The Neufert 4.0 dataset comprises data from a total of N = 37,174 apartments.

In the first step, we excluded flats that were either underground or above 6th floor (n = 2,271), had a total are outside of the 25-200 m2 range (n = 1,094), lacked data on room noise (n = 4) or room sunlight (n = 4), or had a value of zero for either of these two variables (n = 810). As only a small number of flats (n = 387) had more than five rooms, these were also excluded. This resulted in a sample size of N = 32,990 apartments, whose characteristics are shown in Figure 1.

Figure 1: Distributions of the main variables of interest after the initial data cleaning.

Shape clusters

To identify clusters that contain apartments of with the same layout, we devised the following algorithm:

First, to account for potential rotation of the apartments, we oriented them along the horizontal (x-axis) and the vertical (y-axis). This was done byt aligning the longest polygon edge within each apartments along the horizontal.

Next, we converted the vector graphics representation of the apartments to 224×224 black and white raster representation that contained only area geometries (rooms, corridors, shafts, balconies etc. but not walls, columns, doors, or windows). Each such 224×224 matrix contained only values of 0 (black) and 1 (white).

These matrices were then used to compare to get a measure of distance between the apartment geometries. The apartments were first grouped according to number of rooms. Within each group, we then selected a random apartment as a reference matrix (\(\mathbf{A}\)) and calculated the sum of squared difference between this reference and all other apartment matrices (\(\mathbf{B}\)):

\[SS = \sum_{i = 1}^{n}\sum_{j = 1}^{n}(\mathbf{B}_{ij} - \mathbf{A}_{ij})^2\]

where \(n\) = 224, the number of pixels per dimension.

After the initial aligning of the floor plans along the x and y axes, there remained eight possible orientations each floor plan could have (see Figure 2). For this reason, each floor plan matrix was transformed into eight different matrices that reflected these rotations and only then compared to the reference using the sum of squares measure.
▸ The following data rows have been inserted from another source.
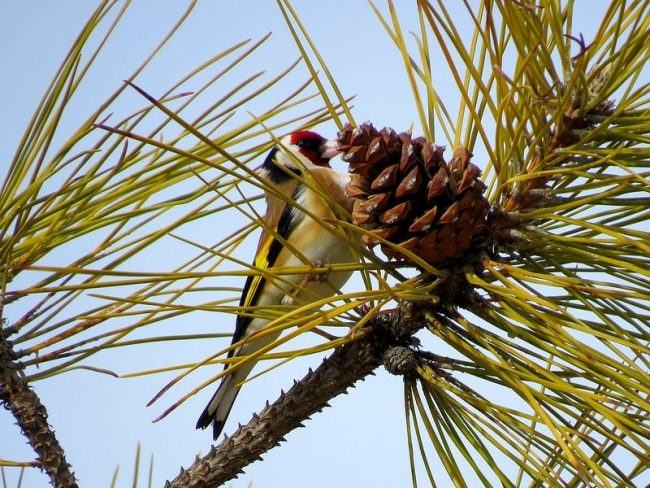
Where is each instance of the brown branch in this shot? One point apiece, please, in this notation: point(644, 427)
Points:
point(347, 364)
point(31, 416)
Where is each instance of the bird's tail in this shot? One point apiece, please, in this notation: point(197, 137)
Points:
point(217, 410)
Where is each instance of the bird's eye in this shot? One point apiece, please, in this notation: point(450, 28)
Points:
point(308, 144)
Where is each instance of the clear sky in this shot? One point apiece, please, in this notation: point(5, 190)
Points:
point(360, 441)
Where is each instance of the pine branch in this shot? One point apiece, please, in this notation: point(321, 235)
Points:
point(31, 415)
point(348, 364)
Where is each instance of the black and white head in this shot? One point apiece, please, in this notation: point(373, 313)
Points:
point(304, 148)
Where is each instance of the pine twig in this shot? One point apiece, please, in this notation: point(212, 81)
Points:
point(347, 364)
point(31, 416)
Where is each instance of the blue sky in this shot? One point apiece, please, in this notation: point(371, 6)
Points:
point(360, 441)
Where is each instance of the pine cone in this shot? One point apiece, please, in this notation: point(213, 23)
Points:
point(407, 194)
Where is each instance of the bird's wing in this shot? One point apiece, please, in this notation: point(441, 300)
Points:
point(279, 223)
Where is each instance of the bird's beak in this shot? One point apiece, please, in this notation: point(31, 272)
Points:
point(329, 149)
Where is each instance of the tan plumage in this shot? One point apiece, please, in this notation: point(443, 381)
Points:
point(290, 237)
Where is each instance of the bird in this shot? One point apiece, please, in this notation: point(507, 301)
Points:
point(290, 237)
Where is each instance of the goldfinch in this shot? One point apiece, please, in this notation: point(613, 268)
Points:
point(289, 237)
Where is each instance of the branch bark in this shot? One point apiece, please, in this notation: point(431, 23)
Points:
point(31, 416)
point(347, 364)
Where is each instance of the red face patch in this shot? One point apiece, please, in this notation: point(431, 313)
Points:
point(310, 145)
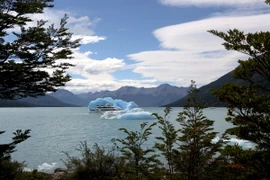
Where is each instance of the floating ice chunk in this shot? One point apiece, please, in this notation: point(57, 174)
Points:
point(133, 114)
point(128, 110)
point(47, 168)
point(116, 103)
point(243, 143)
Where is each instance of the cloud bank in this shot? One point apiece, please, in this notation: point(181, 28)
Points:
point(189, 52)
point(212, 2)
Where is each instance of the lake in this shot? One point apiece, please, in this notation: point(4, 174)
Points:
point(54, 130)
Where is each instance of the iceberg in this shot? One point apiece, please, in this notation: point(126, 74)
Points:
point(119, 109)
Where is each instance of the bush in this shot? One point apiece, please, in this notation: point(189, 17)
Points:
point(97, 164)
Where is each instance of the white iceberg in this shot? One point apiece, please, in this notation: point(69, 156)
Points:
point(119, 109)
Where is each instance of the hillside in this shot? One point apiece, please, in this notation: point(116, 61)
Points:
point(144, 97)
point(205, 95)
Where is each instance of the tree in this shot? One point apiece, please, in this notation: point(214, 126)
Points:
point(27, 54)
point(95, 163)
point(249, 103)
point(8, 169)
point(167, 142)
point(197, 152)
point(140, 160)
point(33, 50)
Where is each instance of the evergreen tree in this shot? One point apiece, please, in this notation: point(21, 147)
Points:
point(24, 61)
point(196, 155)
point(141, 160)
point(167, 142)
point(249, 103)
point(27, 54)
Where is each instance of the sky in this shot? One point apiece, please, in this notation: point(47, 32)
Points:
point(145, 43)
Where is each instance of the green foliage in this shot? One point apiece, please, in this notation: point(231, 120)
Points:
point(8, 169)
point(7, 149)
point(197, 153)
point(167, 141)
point(249, 103)
point(141, 161)
point(94, 164)
point(242, 163)
point(23, 61)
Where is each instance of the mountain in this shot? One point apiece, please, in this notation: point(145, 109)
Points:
point(205, 95)
point(144, 97)
point(69, 98)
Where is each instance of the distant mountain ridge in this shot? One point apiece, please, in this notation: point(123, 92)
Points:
point(205, 95)
point(144, 97)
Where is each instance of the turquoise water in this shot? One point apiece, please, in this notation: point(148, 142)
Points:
point(54, 130)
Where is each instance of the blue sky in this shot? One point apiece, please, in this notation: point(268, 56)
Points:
point(145, 43)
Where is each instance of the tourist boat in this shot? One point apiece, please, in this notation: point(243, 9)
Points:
point(106, 107)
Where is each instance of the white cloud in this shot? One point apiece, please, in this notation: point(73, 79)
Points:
point(191, 53)
point(212, 2)
point(88, 39)
point(81, 27)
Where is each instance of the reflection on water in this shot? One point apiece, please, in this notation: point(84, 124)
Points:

This resulted in eight distance values per floor plan, yielding an eight-dimensional difference space, with each floor plan representing a point in this space and the reference flat positioned at its origin.

Figure 2: All eight possible orientations of a single aligned apartment representation

In order to further expand this difference space, we selected another floor plan as reference and repeated this process. This floor plan was chosen from the middle of the distance distributions in the first iteration. Thee resulting 16-dimensional data set was then passed to the Self-Organising Map algorithm (SOM, Kohonen…) with a grid size equal to \(floor(\sqrt{n})\), where \(n\) represents the number of floor plans with a given number of rooms. This procedure yielded grid position for each of the analysed floor plans, clustering them according to shape.
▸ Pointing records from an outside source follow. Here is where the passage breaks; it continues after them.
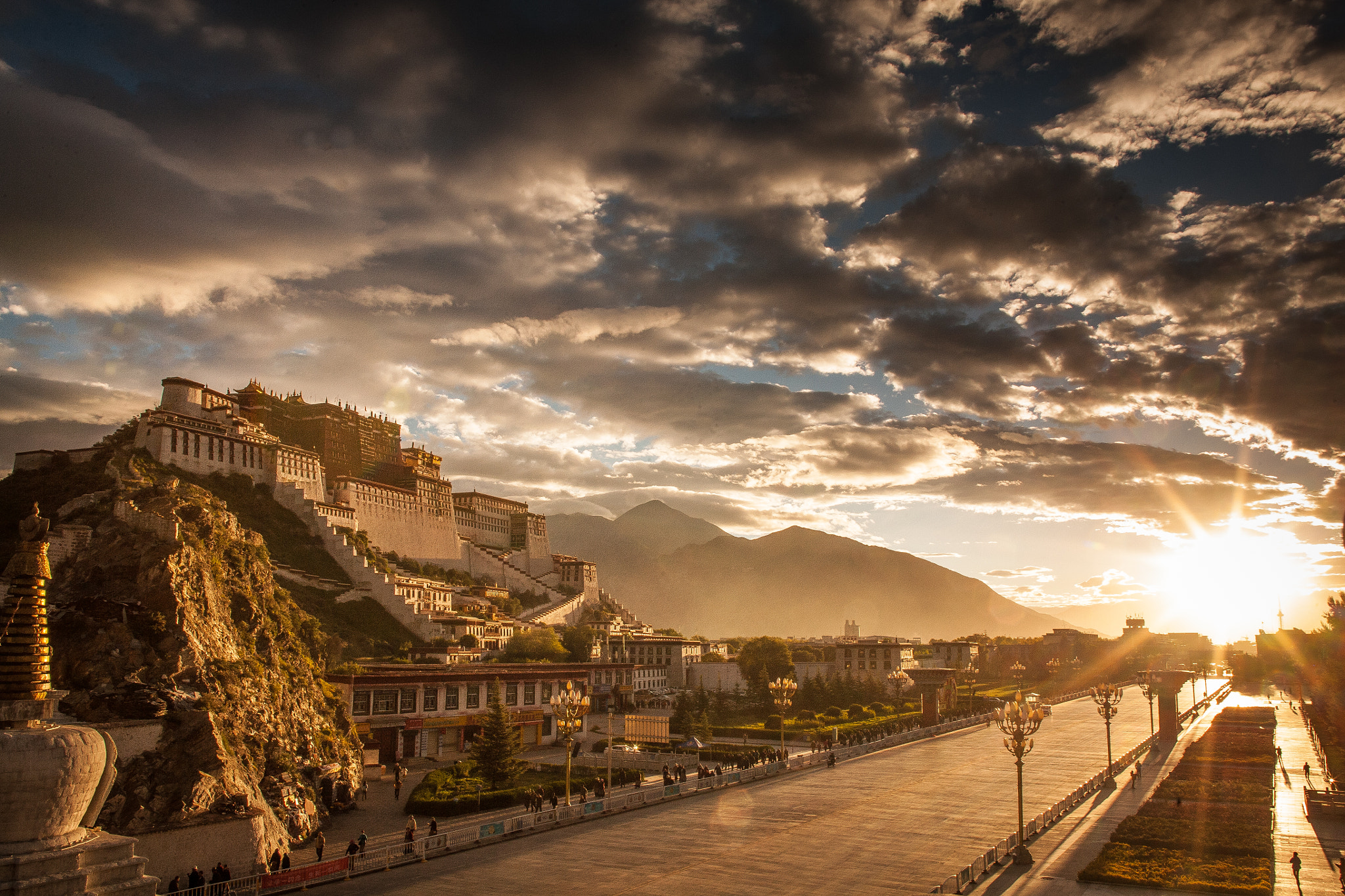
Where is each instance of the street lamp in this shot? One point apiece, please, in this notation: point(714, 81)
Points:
point(780, 691)
point(1107, 698)
point(571, 707)
point(1020, 720)
point(1146, 687)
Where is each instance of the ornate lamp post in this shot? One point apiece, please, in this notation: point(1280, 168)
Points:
point(1107, 698)
point(1146, 687)
point(782, 689)
point(1020, 720)
point(571, 707)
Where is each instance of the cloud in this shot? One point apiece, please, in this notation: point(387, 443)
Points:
point(1195, 70)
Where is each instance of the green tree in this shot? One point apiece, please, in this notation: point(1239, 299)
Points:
point(703, 729)
point(579, 643)
point(495, 750)
point(762, 660)
point(537, 645)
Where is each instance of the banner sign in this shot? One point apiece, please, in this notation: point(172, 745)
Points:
point(307, 872)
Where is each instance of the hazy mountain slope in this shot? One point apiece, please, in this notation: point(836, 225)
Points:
point(795, 582)
point(661, 530)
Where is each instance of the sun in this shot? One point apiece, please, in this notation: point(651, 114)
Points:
point(1228, 586)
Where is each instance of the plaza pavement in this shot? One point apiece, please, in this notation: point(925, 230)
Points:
point(896, 821)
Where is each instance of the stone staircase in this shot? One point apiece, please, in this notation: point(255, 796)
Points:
point(102, 865)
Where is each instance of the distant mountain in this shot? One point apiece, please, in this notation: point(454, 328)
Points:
point(795, 582)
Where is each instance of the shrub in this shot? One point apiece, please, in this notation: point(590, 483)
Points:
point(1176, 870)
point(1196, 836)
point(1220, 792)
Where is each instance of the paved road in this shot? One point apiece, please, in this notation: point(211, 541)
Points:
point(900, 820)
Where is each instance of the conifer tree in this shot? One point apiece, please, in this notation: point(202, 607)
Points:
point(496, 747)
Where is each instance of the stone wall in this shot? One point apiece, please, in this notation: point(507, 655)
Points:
point(238, 843)
point(400, 521)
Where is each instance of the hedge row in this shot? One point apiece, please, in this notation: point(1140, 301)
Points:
point(1197, 836)
point(1183, 837)
point(424, 801)
point(1178, 870)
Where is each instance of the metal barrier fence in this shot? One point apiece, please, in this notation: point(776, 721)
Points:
point(1003, 849)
The above-described algorithm produced a somewhat liberal clusters, occasionally grouping dissimilar floor plans into a single cluster and so a further step was implemented to refine the clustering. Within each of the SOM clusters, we started by designating the first (position was arbitrary) floor plan as the reference and once again calculated the distance between it and the eight orientations of all other floor plans in the same SOM cluster. If the smallest of the eight distance measures was less than an empirically determined threshold of 2,000, the floor plan in question was added to a cluster defined by the reference floor plan. Next, the first of the remaining floor plans that did not pass the threshold was designated a reference for the next cluster and the process repeated. Once all floor plans within the same SOM cluster were assorted, the algorithm was reiterated on the next SOM cluster.
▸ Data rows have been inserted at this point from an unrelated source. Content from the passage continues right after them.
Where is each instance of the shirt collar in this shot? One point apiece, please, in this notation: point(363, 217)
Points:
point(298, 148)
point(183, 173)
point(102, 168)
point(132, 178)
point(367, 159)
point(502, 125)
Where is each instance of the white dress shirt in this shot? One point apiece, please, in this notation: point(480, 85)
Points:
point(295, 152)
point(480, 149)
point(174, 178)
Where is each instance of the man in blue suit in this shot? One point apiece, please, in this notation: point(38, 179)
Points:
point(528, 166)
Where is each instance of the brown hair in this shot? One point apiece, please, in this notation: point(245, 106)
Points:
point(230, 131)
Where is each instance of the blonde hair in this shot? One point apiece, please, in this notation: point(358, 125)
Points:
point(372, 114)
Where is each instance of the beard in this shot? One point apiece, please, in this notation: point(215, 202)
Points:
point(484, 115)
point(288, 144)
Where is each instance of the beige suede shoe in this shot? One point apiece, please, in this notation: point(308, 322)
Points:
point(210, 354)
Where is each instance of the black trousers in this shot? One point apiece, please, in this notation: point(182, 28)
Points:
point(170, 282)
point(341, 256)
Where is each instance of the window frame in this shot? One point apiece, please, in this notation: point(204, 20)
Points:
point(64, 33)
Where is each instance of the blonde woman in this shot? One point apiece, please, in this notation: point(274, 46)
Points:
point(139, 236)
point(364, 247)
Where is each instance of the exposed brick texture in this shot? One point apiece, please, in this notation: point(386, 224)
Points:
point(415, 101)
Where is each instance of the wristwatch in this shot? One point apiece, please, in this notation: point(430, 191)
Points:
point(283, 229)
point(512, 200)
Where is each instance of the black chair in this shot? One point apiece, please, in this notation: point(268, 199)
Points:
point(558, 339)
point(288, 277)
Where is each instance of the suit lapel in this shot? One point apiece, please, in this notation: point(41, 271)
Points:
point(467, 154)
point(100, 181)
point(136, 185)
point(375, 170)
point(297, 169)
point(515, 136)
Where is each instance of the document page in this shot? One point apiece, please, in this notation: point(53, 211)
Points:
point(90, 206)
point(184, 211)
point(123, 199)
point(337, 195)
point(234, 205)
While the “refinement” algorithm could have been applied to the raw, unclustered data, the benefit of first creating the SOM clusters was a massive reduction of apartment-to-apartment comparisons and thus of computational resources.

This procedure yielded 11,173 rotation- and translation-invariant clusters of geometrically identical floor plans. The number of floor plans per cluster ranged from 1 to 96 (see Figure 3).

Figure 3: Histogram of the distribution of number of floorplans per cluster

Filtering observations

Once the data was sorted into clusters according to the geometry of floor plans, we removed apartments that were deemed as essentially duplicates with respect to the values of average room noise and average room sunlight. These essential duplicates were identified as follows:

First, we discretised the noise variable into categories by 5 dB increments and the sunlight variable by increments of 200 lx. Within each cluster and for each level of noise, we then retained one observation at every given level of the discretised sunlight variable (if available). The retained observation was the one with the lowest score on the original, continuous average room sunlight variable.

This further reduced the data set to the final size of n = 20,419 essentially unique apartments.